Social Security and Sovereign Wealth Funds

Now that Retirement Planning for the Utterly Confused is widely available and I have completed the footnotes and explained the references that I made throughout the book – something my wife refers to as a “mindbreak from the complexities”, it is time to offer some insights into the world of retirement and associated issues.



Recently, on the Nightly Business Report, a PBS mainstay for almost thirty years, Allan Sloan, Sr. Editor at Large for Fortune offered his comments on fixing the future under funding of Social Security.

He suggested that the United States should “set up a sovereign wealth fund to invest Social Security's cash surpluses. That way, when Social Security takes in less cash than it spends about 10 years from now, we'll have a way to cover the shortfall. Sovereign wealth funds,” he goes on to explain, “are owned by countries, are a very big deal these days as I'm sure you know. They've put about $50 billion into big Wall Street firms that needed capital. They own maybe $3 trillion worth of various stuff but our country doesn't have one.”

To clarify what a sovereign wealth fund is, according to Simon Johnson of the International Monetary Fund, a way for countries running a surplus to invest that money. Surpluses are, in case you have forgotten from the days when our country also had one, is extra cash that the country does not need for immediate purposes.



There are about twenty sovereign funds in existence now, investing about $3 trillion dollars. Alaska and Canada have one, investing oil money for the future of their citizens. Russia, China and numerous Asia-Pacific nations use money they do not need to invest in places needing a cash infusion. Lately, that has been us.

Mr. Johnson says not to worry though, the amount of money being used in these funds is only a small portion of the global value of trade securities.

Mr. Sloan continues, “So Social Security's cash surplus -- about $90 billion this year -- goes into Treasury securities. Its trust fund owns more than $2 trillion of them, but they're not wealth. Because when Social Security takes in less cash that it spends, the funds won't make it any easier for the government to cover the checks than if there were no fund.”

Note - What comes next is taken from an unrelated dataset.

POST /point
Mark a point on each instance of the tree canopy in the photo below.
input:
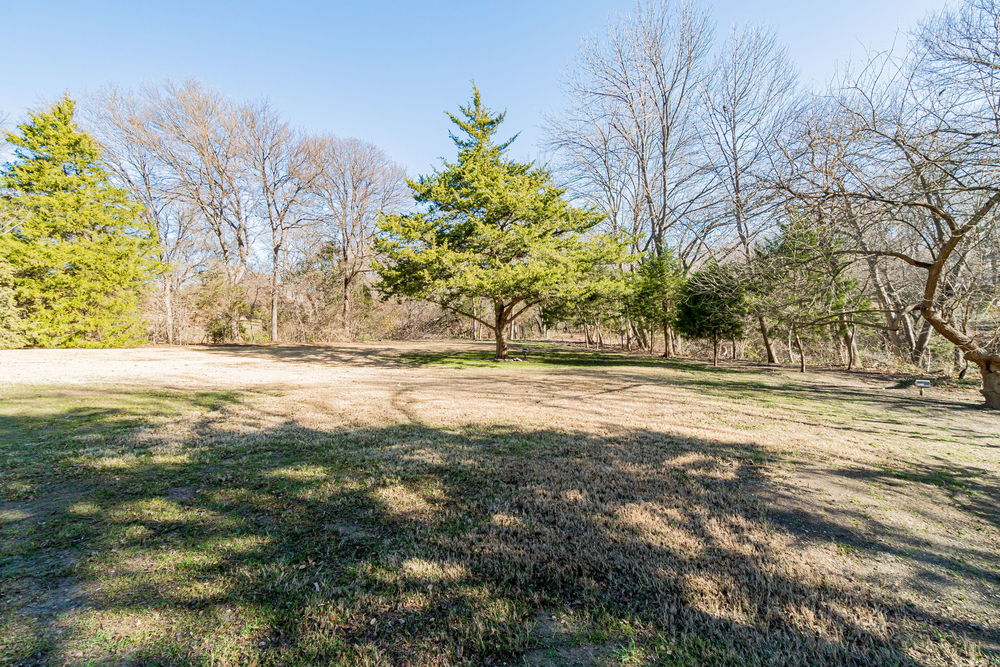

A sovereign wealth fund could do so much more by purchasing, “high-rated corporate bonds, home mortgages of credit-worthy borrowers or anything solid” meaning anything carrying a high credit rating that could generate significant interest wealth over the long-term.

“Then,” he continues, “when Social Security needs cash, the fund would have real wealth. Now, I don't think for a minute that anyone in Washington has the nerve to do this, because it would involve admitting the trust fund is useless. So, we'll keep doing what were doing. Instead of building a Social Security sovereign wealth fund, we're running an impoverishment fund and our children and grandchildren will get to pay for it.”